Department store giant Target will shut down its Melbourne distribution centre and cut 100 jobs in the process, as the company attempts to transform itself by focusing on leaner and faster delivery times. The decision comes alongside a suite of changes being implemented at the company, to help transform the Target brand so it can […]
Patrick Stafford
Patrick Stafford

Department store giant Target will shut down its Melbourne distribution centre and cut 100 jobs in the process, as the company attempts to transform itself by focusing on leaner and faster delivery times.

The decision comes alongside a suite of changes being implemented at the company, to help transform the Target brand so it can stand above low-cost rivals such as Big W and Kmart, both of which have been encroaching on the company’s territory.

The company confirmed this morning it will shut down the Melbourne distribution centre, which employs about 100 workers, with a view to expanding the number of regional distribution centres to improve delivery times. The company will try to find positions within the company for those made redundant.

Managing director Dene Rogers – a former executive of US department store Sears who replaced Launa Inman after her move to Billabong – told The Australian the company will open four new regional distribution centres across the country.

The plan is to supply stores with more stock sooner to reduce waiting and delivery times.
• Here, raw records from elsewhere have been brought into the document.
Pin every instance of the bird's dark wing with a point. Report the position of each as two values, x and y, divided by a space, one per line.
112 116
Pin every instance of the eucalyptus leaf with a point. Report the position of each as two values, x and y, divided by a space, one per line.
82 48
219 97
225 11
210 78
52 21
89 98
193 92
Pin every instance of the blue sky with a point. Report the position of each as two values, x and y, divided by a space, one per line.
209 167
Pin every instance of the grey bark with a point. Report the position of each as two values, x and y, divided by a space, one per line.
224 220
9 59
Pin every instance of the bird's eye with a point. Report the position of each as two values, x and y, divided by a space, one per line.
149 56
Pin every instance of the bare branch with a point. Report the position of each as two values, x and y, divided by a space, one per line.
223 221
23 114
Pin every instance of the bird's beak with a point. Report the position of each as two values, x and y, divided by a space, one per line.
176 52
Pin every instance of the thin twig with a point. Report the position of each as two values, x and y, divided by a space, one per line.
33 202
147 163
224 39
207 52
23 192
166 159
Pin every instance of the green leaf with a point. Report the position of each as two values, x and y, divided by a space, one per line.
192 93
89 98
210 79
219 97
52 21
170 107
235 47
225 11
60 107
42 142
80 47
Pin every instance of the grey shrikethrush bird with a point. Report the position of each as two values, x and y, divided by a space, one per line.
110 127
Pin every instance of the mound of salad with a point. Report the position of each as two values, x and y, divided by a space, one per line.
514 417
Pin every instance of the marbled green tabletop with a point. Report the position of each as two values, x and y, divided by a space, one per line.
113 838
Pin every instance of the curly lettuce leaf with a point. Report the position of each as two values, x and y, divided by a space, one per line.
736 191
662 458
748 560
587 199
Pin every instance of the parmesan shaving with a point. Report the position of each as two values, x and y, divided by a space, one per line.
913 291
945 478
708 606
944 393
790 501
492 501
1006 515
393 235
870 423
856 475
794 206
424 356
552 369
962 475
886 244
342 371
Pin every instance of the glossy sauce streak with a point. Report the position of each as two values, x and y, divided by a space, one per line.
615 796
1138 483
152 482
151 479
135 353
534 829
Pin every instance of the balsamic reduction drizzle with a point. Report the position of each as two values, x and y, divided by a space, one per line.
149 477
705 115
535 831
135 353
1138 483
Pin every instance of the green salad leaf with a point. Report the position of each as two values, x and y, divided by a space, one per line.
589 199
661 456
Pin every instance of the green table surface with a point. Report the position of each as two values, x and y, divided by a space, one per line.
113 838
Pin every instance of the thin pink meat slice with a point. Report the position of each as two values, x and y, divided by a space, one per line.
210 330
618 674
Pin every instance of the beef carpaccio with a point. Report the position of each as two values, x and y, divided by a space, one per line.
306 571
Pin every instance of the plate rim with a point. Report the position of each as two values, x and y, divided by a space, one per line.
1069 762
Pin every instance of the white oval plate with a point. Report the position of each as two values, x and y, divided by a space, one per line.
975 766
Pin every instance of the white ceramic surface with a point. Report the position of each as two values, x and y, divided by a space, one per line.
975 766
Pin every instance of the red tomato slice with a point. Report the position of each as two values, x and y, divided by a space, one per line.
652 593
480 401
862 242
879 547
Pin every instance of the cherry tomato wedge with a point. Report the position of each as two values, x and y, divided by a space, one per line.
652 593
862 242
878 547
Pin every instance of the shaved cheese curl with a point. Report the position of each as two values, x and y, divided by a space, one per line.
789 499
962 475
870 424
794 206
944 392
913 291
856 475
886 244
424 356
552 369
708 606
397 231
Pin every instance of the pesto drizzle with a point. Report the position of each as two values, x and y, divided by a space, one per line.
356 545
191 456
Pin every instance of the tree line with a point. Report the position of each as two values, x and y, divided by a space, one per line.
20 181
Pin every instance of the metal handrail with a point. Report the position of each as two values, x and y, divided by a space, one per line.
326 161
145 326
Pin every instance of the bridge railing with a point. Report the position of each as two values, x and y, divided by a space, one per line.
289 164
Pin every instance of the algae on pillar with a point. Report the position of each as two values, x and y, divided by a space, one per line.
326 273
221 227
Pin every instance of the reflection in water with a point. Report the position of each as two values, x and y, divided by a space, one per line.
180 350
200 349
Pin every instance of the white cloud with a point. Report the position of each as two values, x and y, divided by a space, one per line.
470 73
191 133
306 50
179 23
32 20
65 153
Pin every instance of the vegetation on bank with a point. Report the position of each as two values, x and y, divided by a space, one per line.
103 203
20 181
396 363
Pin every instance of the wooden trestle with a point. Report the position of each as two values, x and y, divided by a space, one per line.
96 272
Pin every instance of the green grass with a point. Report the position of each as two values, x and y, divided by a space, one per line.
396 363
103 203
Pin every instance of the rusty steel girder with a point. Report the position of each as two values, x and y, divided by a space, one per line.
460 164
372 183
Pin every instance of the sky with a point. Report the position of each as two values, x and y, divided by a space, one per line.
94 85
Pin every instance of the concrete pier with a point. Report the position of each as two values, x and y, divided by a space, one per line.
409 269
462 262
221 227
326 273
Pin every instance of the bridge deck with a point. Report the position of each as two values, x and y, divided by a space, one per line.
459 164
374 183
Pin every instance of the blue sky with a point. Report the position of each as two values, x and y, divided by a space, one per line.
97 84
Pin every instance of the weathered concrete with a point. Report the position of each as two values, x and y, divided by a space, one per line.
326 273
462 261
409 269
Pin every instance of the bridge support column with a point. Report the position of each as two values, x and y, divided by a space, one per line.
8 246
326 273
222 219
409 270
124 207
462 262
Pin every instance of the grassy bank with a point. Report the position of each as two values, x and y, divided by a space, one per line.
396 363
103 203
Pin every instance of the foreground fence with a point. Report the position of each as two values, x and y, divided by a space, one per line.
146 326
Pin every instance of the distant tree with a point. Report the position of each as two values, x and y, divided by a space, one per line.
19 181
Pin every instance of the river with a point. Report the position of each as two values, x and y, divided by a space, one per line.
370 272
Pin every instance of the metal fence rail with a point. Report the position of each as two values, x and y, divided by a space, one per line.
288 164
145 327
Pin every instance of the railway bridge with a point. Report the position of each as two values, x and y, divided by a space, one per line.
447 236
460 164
Under the current model, he said, stores can run out of stock during periods of high sales.

“The cost of operating pull replenishment is higher, but we believe it will keep us viable as a retailer,” he told The Australian.

In a statement, he said the company’s vision is to be the “mid-tier department store destination of choice…and we are continually reviewing every aspect of our operations”.

The move echoes a trend common among retailers to open more distribution centres, or place them closer to groups of stores, in order to compete with online retailers through delivery times.

But the decision to expand distribution centres is also a testament to Target’s transformation plan. The business is facing harsh competition from discount rivals Kmart and Big W and needs to set itself apart, according to experts.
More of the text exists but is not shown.